Ignore crypto. 98% of it is bullshit and fraud, and you (and I) aren’t smart enough to pick out the 2% that isn’t.
* The algorithm likes it when you're angry or sad or anything that makes you engage more. Your idea of what "everyone" is into these days is probably what the algorithm tells you.

* 2 Factor authentication. Always. Ignore anyone who says it's useless. It's just as important than strong passwords if your goal is to keep out random script kiddies.

* Don't buy anything linked to a cloud account that doesn't work without it. Unless it's like, really cheap, I can't blame you for that even though it's a minor environmental concern.

* Use Bitwarden to manage your passwords. Let it generate them for you. Use 2FA on your vault.

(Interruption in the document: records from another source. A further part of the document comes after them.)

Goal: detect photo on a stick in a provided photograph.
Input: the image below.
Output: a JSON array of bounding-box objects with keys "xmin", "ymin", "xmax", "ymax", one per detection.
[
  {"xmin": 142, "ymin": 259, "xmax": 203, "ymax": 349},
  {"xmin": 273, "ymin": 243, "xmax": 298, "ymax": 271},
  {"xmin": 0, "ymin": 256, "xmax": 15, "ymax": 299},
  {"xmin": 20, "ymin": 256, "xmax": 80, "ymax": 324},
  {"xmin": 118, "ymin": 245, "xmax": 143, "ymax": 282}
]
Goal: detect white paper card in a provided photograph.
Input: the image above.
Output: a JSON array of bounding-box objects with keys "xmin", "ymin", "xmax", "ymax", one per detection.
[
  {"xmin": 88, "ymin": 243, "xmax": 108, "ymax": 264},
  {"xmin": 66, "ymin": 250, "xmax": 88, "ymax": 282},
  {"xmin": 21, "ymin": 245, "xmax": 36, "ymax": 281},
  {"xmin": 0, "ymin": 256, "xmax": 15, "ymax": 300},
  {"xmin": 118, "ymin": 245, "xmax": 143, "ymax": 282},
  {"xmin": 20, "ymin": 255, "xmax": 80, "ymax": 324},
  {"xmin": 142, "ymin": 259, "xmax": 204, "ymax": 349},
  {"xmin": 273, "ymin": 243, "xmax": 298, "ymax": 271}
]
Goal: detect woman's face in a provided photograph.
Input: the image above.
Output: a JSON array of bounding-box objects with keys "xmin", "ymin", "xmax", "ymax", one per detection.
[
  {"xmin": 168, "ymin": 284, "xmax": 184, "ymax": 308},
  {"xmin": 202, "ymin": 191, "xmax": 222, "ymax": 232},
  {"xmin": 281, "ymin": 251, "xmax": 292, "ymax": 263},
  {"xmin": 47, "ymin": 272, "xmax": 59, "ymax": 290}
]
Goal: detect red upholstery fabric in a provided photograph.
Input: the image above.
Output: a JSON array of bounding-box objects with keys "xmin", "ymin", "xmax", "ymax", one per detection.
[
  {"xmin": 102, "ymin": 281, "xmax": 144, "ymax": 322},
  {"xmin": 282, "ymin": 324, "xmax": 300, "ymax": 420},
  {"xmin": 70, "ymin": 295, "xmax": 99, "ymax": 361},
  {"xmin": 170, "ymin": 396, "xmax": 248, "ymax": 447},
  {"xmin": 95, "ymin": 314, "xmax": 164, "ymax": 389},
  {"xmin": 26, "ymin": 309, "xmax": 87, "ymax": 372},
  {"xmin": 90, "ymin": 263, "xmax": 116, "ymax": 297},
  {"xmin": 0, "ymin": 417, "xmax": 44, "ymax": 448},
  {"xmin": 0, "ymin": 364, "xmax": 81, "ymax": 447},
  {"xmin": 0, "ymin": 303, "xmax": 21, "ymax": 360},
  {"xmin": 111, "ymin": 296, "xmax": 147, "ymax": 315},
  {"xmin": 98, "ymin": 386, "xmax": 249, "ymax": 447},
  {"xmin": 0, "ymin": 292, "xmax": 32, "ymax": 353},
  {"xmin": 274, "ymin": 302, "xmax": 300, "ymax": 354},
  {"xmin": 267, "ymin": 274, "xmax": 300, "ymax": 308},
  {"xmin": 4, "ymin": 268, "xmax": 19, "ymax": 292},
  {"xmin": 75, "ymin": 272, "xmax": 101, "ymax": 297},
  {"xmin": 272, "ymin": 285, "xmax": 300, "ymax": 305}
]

* Stay away from wannabe Apple companies selling some expensive luxury thing made of delicate real glass that needs their subscription to work and is missing 90% of the features everyone else has.

You probably don't need whatever Juicero-alike they invent next or some expensive headphones with no bluetooth or noise canceling.

* Look for standards and ecosystems everyone else uses. Matter, USB-C, MicroSD cards, etc. Avoid things that do everything different for no reason.

* Back. Everything. Up. Do NOT use anything that makes that hard. Use. Backups.

* If you have to ask, it's probably spying. You decide whether you care or not for yourself.

* If it's not spying, you're probably using it to talk to other people who do use spy devices, like me.

* FOSS is often good now. You probably don't need to pay for software.

Regarding backups, I found Google Photo makes it harder. I decided to just use harddisks for that.
Yeah, I think in theory I would say everyone should get a consumer level NAS with redundant disks, plus SyncThing between devices for important small stuff, and some kind of cloud solution for offsite.

But NASes are more than I want to spend and I've never used one, so I can't really suggest something I haven't tried.

I just do manual incrementals to an external drive, plus of course GitHub for all software related stuff.

Yep, I think HD is good enough for casual backup-ers.
Just curious, regarding privacy in general, are the new iPhones still better than the Android phones?